The most intriguing aspect of this article and the six others that went along with it was that it felt like a rare window into my own future: Schank and her co-worker, Elizabeth Wallace, interviewed 37 women from their sorority’s class of 1993 and asked them how their careers and families had shaped their lives.
Though I tried sorority life for a short time at Northwestern and found it definitely wasn't for me, I found a strange camaraderie with these women whom I had never met—many of whom, like me, grew up in small towns in the Midwest and had graduated with big dreams from a top university.
I was enthralled by these women's stories and their reasons for choosing children over career or vice-versa, but as I headed back to another quarter at Northwestern I promptly forgot about the articles.
That is, until a book entitled The Ambition Decisions: What Women Know About Work, Family, and the Path to Building a Life found its way onto my desk at Pacific Standard near the end of my internship.

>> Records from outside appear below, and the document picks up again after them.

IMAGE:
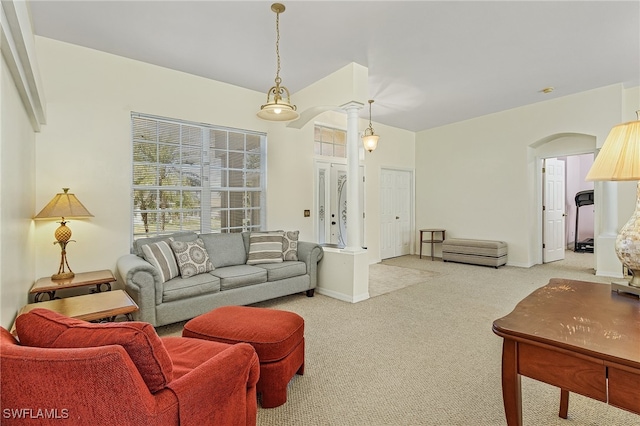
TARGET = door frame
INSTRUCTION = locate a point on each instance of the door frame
(412, 204)
(552, 147)
(327, 164)
(546, 212)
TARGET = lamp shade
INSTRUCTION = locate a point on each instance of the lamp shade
(63, 205)
(370, 142)
(280, 111)
(619, 158)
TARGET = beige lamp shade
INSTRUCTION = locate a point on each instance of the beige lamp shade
(619, 158)
(63, 205)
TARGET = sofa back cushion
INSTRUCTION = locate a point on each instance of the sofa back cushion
(178, 236)
(265, 247)
(47, 329)
(225, 249)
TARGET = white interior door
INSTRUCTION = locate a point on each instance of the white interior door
(553, 210)
(395, 213)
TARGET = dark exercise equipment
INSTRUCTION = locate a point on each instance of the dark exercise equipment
(583, 198)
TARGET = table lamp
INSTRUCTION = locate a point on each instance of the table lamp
(63, 205)
(619, 159)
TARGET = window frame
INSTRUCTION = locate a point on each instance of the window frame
(223, 166)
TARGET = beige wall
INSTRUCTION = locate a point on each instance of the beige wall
(475, 178)
(86, 146)
(478, 178)
(17, 189)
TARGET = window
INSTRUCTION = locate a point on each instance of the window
(330, 142)
(196, 177)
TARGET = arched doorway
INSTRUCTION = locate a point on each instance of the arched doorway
(554, 146)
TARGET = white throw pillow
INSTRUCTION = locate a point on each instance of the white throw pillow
(161, 256)
(290, 245)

Schank and Wallace's book, an expanded version of the Atlantic articles, draws on real women's stories of crisis, transition, and decision-making to help guide readers—or simply commiserate with them—through tough life changes. The decisions these women make, from accepting a promotion or not to planning when to get pregnant, are decisions that my female classmates and I fear having to confront.
Perhaps my enjoyment of The Ambition Decisions stems purely from my Northwestern connection with these women. But the notion that life is a winding mess of decisions and mistakes is an apt reminder for women like me as we head past graduation and into the "real world." There should be no judgment of high-achieving women to choose another path; however, for some, a high-achieving career is worth some sacrifice.